After decades of plentiful supply, America is now finally waking up to the fact that the oil is running out. Prices have soared as quickly as the dollar has devalued, and most of the country's oil is now imported from Canada and the Middle East. Federal and state laws are supposed to govern price, taxation and distribution, but these are easily side-stepped by the black marketeers who are quick to fill in when legal supplies are disrupted. The US Army's prime domestic function is now to guard the precious oil supply routes, but somehow the mobs or terrorists manage to disrupt them month after month. There's an eager market for illegal fuel, no matter what the price.
Alternatives to standard diesel and gasoline are more readily available in some areas, especially the north, and it is not unusual to see vehicles powered by methane, propane or wood alcohol. Cynics are even predicting the return of steam powered vehicles in rural areas. There are an awful lot of cynics in America right now.
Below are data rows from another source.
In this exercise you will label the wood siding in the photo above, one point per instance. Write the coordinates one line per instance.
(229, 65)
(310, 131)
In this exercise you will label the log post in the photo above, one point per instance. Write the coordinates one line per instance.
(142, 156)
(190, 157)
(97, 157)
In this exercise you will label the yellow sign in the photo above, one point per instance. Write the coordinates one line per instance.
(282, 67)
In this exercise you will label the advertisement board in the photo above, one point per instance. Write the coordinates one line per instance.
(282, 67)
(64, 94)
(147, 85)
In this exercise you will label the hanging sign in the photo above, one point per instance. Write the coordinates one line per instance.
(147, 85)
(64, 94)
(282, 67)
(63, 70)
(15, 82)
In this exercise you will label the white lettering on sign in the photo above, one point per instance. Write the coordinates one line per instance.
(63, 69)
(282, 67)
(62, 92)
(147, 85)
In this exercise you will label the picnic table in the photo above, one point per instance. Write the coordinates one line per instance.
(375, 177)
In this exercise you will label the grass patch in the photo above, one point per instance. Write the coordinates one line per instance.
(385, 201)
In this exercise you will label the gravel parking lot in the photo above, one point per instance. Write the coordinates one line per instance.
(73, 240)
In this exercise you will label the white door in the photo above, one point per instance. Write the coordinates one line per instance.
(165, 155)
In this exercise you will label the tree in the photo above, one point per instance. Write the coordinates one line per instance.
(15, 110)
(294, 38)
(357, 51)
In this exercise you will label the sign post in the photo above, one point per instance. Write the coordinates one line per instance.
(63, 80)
In agency offices across the nation you will find a small framed portrait of Senator Terence J Enderby. Some will even be decorated with flowers. The Enderby Amendment, as the Constitutional Act has become known, finally privatised the task of law enforcement throughout the United States. Immediately, the sloppy and corrupt state-employed police force had to clean up its act to compete with cost-cutting private organisations. Neighbourhoods were given the right to put their legal protection out for tender to whoever they felt provided the most efficient and economic service. Of course, in poorer areas legitimate operations tended towards the far-too-expensive, especially on a permanent 24-hour basis, so unlicensed security firms began worming their way in. In other areas the police simply pulled out for good.
There thus developed a market for a mid-price, freelance service hireable for a specific contract without involving the full weight of a corporation operation. These licensed operators are known as Sanctioned Operatives, or Ops, and most work from small agencies dotted around all the major cities of the US. Others attempt to make it as independent operators, but without the back-up that even a modest agency can provide, most don't stay independent for long.
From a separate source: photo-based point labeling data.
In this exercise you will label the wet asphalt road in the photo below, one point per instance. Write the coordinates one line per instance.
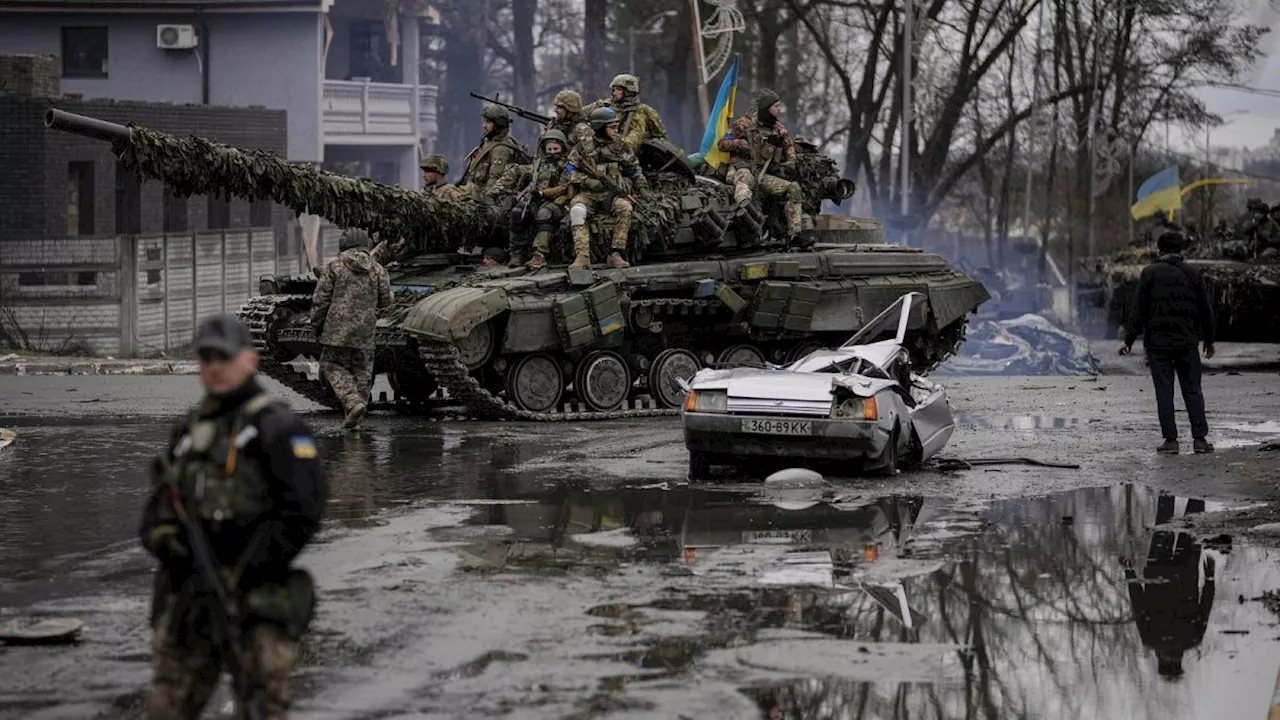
(475, 570)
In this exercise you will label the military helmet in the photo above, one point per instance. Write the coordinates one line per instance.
(435, 164)
(497, 114)
(603, 117)
(553, 135)
(571, 100)
(626, 81)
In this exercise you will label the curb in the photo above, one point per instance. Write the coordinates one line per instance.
(99, 368)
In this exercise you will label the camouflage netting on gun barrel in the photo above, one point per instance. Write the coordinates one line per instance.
(199, 167)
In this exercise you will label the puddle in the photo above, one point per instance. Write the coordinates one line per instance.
(914, 606)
Over the last decade the Ops have developed quite a reputation, typically through having to handle all the dirty jobs that the corporations won't touch. Maybe there's an important convoy which has to run through outlaw country without being hassled by the local kill-crazy biker gang. Maybe someone's decided to start smuggling illicit computer chips over the county line again. Maybe some meathead is being such a pain in some corporation's backside that he's got to disappear for good. Maybe a one-horse town somewhere has finally decided to stop paying protection to the fuel-injected psychos who always appear on the last Friday of the month. Anything the corporate outfits won't touch for fear of messing up their neat monogrammed company jumpsuits.
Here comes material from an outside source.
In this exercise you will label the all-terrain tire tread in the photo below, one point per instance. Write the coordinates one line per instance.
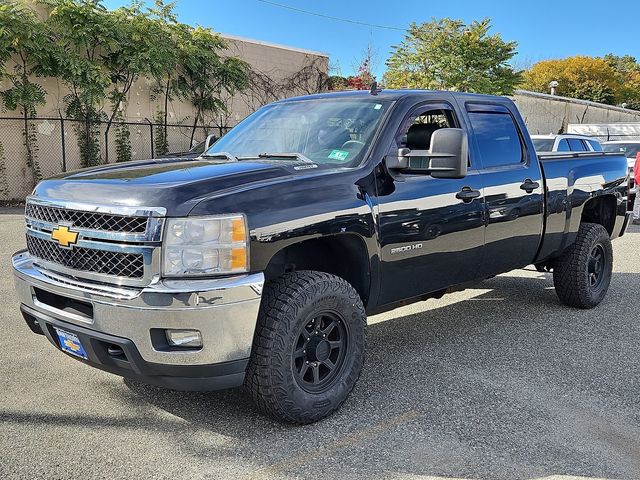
(282, 297)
The most frequent assignment for an Op is simply taking out one of the many renegade highway gangs that now litter every desolate bit of road between the Big Apple and the Big Orange. Many agencies have become extremely specialised, developing heavily-armed and armoured killing machines for pursuit and hunter-killer operations. However, in keeping with their hard-drinking Philip Marlowe media image, Ops are also being increasingly hired for more detective-style assignments, even corporate espionage. One further recent trend has been the hiring of Ops by local policing franchise owners to handle extreme situations in their neighbourhood. This has led to some alarming (violently fatal) confrontations with various hardcore criminal mobs. The agencies take the line that they go where the work is; the Ops would generally like to be a little more choosy.
After the deregulation of 1985, many Ops started off as independents working out of small city-zone offices with little more than a desk and an ansaphone. The early days, as any surviving hand will tell you, were tough, one huge confusing mess of crossed-wire contracts and half-cocked botch-ups. The wrong people got terminated, the wrong people got away, and the Ops were right in the middle, messing it all up through a twin lack of preparation and support. There still are some loners out there trying to make a go of things the best way they can, but most Ops are now much more professionally organised. Op agencies are run just like any other business, with trained staff handling everything that is required to keep an Op out on the road doing his or her job.
The obvious thing to do when invalided out of service by injury or a sudden coming to one's senses, is to retire and run an Op agency sending younger agents out on the missions you can't handle anymore. The Hammond Maninski Agency based in Pittsburgh, Pa, for example, is named after its founder and owner. Maninski retired in '91 after receiving a debilitating lung wound while breaking a cross-border smuggling operation south of Cleveland, and immediately founded his agency. It now handles 90% of the Op business coming out of the fortress city, co-ordinating the activities of a dozen field operatives.
Typical Agency Structure
The Owner(s): An Op's professional career is about as long as that of a major-league football player – far too short, in other words. In the early days, statistics indicated that the average combat life of a rookie Op was only 23 minutes. Now, it's more like 23 days, although those that survive long enough to qualify as experienced can count on a couple of years of high-risk, high-income missions before the job's physical wear and tear catches up with them. The number of Ops still on active duty after 2 years are a tiny minority, living legends almost surviving through a combination of good luck, and unbelievable reflexes. And when you've been going that long, chances are you'll be too hooked on your own adrenalin to quit anyway.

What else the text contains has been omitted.